L’essor du GSO : nouvelle frontière de la visibilité

Dans ce nouveau paysage, les marques ne peuvent plus se reposer uniquement sur le SEO ou le SEA. L’étude introduit la notion de GSO (Generative Search Optimization). Ce concept désigne les stratégies visant à optimiser sa présence dans les moteurs de réponse IA plutôt que dans les simples listes de liens.

64% des Français estiment que l’IA remplacera un jour les moteurs classiques. Cela donne au GSO un rôle stratégique. Il ne s’agit plus seulement d’apparaître dans une SERP, mais d’être intégré comme réponse dans une synthèse IA. Pour cela, les marques doivent ajuster leurs contenus aux exigences des modèles : structuration claire, légitimité de l’information, autorité éditoriale, mise à jour fréquente, signalétique technique (schema.org, données structurées…).

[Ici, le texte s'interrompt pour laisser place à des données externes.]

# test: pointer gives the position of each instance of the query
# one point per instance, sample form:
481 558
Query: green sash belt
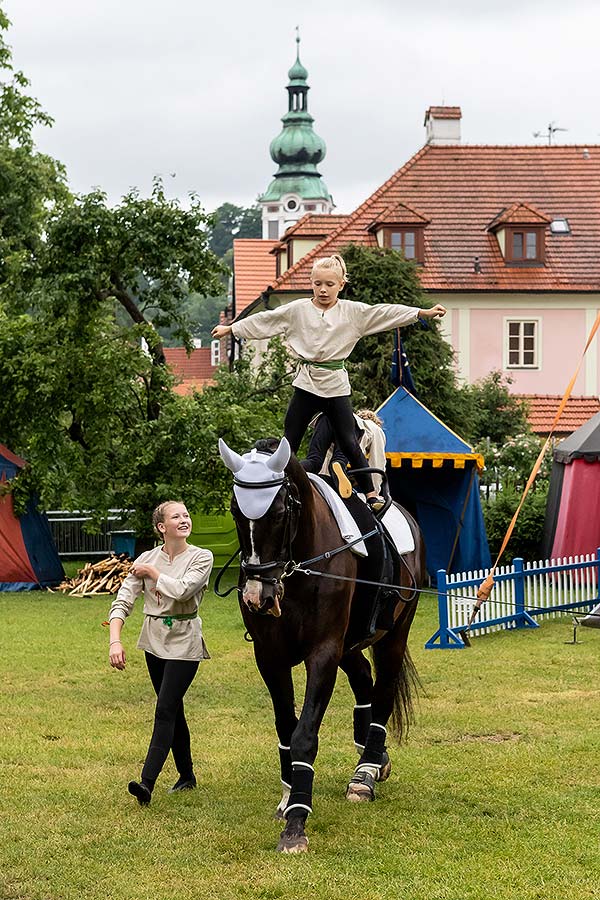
332 364
168 620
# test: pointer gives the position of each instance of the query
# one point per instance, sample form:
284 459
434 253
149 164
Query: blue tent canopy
434 474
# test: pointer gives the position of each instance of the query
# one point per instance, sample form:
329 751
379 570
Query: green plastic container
216 533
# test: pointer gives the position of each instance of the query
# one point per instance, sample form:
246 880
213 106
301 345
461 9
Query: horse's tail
405 686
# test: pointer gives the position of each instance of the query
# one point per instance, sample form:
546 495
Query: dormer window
401 228
525 246
408 240
520 231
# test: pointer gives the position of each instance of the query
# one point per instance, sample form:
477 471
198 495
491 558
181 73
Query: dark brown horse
296 618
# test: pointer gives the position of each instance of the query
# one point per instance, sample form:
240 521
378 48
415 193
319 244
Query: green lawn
495 794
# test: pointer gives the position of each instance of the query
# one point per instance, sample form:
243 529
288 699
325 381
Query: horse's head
264 506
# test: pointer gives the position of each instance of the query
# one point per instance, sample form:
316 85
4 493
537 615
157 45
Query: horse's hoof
296 843
386 768
361 788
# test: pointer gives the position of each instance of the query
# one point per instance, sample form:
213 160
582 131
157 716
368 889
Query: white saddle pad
348 527
398 529
396 525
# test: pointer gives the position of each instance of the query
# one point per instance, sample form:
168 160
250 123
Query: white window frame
522 320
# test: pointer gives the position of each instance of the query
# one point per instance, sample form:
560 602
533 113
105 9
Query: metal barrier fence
521 592
73 541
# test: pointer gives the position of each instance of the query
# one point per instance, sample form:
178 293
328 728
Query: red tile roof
461 189
543 408
312 225
401 214
194 371
254 269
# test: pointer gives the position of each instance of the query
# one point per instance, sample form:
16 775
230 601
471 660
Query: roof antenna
552 129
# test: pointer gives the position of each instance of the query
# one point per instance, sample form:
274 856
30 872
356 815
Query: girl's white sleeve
194 579
263 325
383 316
127 594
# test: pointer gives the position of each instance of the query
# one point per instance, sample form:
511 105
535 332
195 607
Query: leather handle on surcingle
485 587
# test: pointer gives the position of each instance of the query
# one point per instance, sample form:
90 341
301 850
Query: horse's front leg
321 671
278 679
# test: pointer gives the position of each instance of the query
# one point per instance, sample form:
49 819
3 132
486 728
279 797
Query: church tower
297 187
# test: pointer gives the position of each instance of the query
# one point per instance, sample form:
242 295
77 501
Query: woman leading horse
294 617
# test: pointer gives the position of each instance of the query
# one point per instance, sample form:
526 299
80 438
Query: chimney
443 125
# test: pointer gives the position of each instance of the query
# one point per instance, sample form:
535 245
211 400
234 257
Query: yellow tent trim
437 459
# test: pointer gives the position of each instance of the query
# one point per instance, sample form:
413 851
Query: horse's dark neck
306 532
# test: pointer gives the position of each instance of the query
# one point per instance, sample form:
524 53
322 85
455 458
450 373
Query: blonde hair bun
335 262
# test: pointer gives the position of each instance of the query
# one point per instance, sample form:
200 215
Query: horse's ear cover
232 460
258 468
279 460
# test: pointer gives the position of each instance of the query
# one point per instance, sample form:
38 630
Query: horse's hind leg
391 695
281 688
358 670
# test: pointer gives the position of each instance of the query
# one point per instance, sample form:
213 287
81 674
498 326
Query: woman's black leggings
171 678
304 405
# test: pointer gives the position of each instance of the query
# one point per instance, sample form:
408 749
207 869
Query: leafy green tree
379 275
232 222
496 414
201 314
30 182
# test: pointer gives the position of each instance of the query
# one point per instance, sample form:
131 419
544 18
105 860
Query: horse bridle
254 571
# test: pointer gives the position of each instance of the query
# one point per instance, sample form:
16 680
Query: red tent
28 556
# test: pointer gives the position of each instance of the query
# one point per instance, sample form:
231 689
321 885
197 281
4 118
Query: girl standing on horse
173 578
322 331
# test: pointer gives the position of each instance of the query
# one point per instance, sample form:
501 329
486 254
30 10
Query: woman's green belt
332 364
168 620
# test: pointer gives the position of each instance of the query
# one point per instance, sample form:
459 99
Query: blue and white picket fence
522 592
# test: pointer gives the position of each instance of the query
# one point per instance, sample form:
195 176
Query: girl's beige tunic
178 591
323 335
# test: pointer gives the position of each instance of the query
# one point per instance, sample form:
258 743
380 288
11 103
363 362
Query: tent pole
461 520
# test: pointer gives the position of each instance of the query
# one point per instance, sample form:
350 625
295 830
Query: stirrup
344 487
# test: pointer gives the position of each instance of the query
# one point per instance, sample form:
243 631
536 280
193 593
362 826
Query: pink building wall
563 336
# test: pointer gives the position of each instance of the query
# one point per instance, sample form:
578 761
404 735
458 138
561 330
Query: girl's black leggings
171 678
304 405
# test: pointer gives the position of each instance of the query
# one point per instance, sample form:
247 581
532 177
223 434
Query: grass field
495 794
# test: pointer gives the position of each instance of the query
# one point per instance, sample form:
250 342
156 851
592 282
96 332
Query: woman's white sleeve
263 325
127 594
383 316
191 582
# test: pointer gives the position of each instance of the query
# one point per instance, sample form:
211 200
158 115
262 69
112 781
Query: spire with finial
297 150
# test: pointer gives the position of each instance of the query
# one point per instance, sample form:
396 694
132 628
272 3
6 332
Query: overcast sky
195 88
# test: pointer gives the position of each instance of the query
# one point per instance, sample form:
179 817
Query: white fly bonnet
257 476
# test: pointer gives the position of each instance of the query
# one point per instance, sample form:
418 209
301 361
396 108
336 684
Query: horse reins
253 571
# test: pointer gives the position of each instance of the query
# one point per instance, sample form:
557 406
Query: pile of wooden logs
103 577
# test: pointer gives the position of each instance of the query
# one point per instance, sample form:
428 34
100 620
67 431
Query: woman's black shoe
140 792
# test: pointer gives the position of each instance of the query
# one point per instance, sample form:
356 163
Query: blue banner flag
400 373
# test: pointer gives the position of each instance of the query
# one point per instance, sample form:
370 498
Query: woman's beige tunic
178 591
323 335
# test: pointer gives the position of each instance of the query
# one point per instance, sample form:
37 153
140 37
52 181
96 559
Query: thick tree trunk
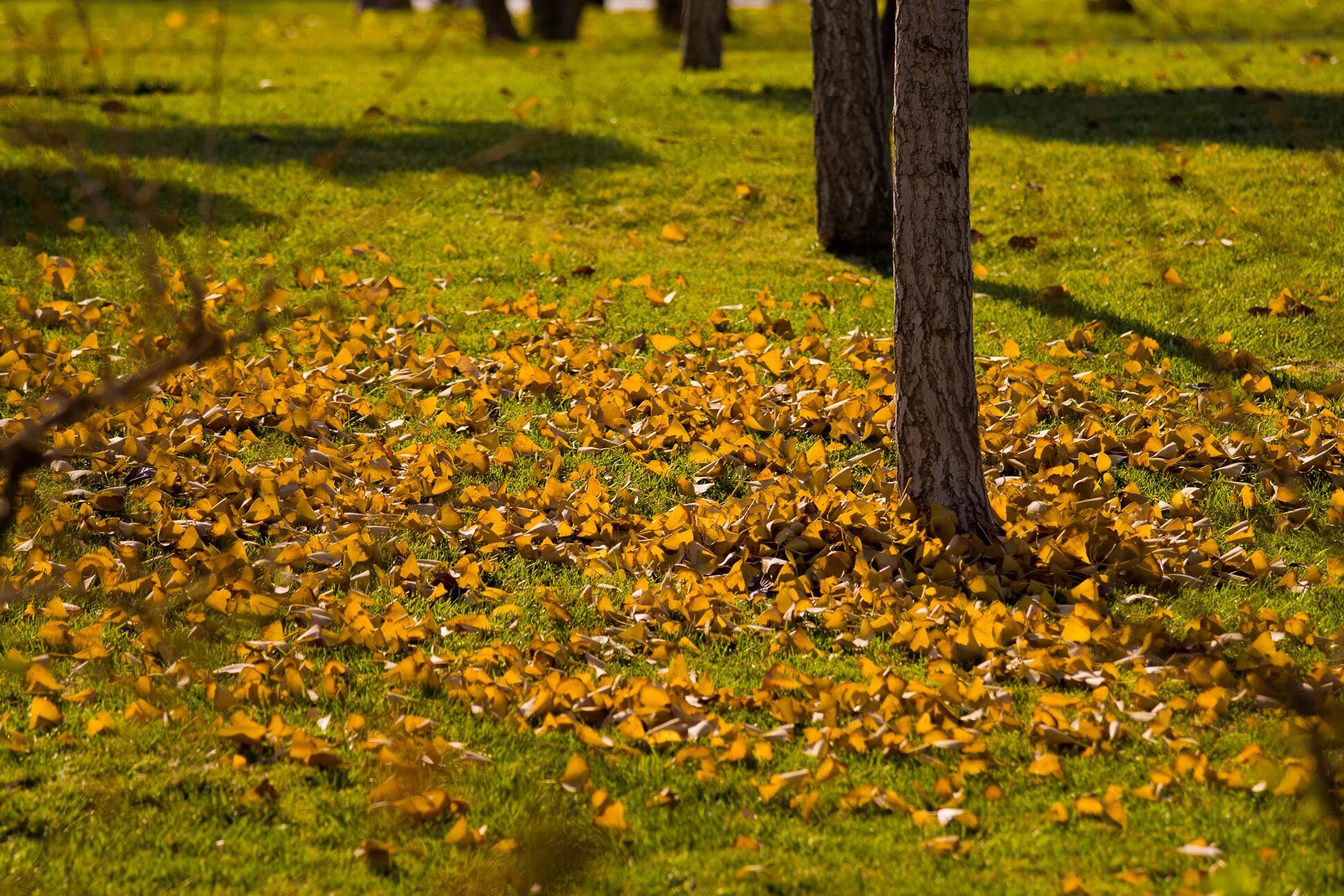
937 426
702 35
888 41
557 19
670 15
850 128
499 24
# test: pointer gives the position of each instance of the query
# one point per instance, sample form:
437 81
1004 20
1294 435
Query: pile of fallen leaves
411 469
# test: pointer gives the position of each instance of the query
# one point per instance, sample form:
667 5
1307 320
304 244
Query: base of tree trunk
499 24
1110 6
937 424
702 34
557 19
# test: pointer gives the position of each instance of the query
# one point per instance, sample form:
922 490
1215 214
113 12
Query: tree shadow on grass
42 202
488 148
793 100
1280 120
1067 308
1276 120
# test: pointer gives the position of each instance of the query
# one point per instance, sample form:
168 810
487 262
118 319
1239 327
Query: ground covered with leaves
543 535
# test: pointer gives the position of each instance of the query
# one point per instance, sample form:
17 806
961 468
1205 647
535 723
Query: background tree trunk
702 35
937 424
382 6
670 15
499 24
1110 6
557 19
850 128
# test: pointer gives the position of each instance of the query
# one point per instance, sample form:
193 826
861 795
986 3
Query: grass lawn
508 236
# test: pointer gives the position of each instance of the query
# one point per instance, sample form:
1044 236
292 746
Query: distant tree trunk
499 24
670 15
850 128
702 35
557 19
937 424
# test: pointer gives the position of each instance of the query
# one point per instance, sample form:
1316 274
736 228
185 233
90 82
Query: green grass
1074 141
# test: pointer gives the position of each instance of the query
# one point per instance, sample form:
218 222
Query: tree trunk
850 128
1110 6
499 24
670 15
702 35
557 19
888 41
937 426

Ce qu’il faut retenir de l’étude

L’étude IFOP x Ad’s up Consulting apporte plusieurs enseignements :

  • Google n’est plus la porte d’entrée dominante pour initier un achat en ligne.
  • Les moins de 35 ans adoptent rapidement les IA génératives pour leurs recherches d’information et leurs achats.
  • Les recommandations IA deviennent un point d’influence aussi fort que le moteur lui-même.
  • La présence sur les réseaux sociaux et les interfaces conversationnelles devient stratégique.
  • Le GSO s’impose comme un nouveau levier de visibilité, complémentaire au SEO/SEA.

La conséquence est claire : les parcours d’achat sont devenus multiples, non-linéaires, souvent impulsés par des suggestions algorithmiques. Il devient donc crucial de penser sa stratégie marketing non plus en silo (SEO d’un côté, social de l’autre, campagnes d’acquisition indépendantes), mais dans une logique d’orchestration omnicanale pilotée par l’intention.

Une urgence stratégique

Pour les professionnels du e-commerce, cette étude est un signal fort. Rester visible en 2025, c’est :

  • Identifier les points d’influence hors-moteur : réseaux sociaux, vidéos, comparateurs, IA conversationnelles.
  • Adapter ses contenus aux formats de résumé, de recommandation et d’interaction (FAQ, guides pratiques, fiches enrichies).
  • Anticiper une montée en puissance des moteurs IA dans les interfaces de navigation (moteurs, apps, marketplaces).
  • Tester et intégrer les premières approches de GSO, même expérimentales, dès maintenant.

Car ce qui semblait être un futur encore lointain s’installe déjà dans les usages d’une partie croissante de la population, notamment chez les jeunes acheteurs.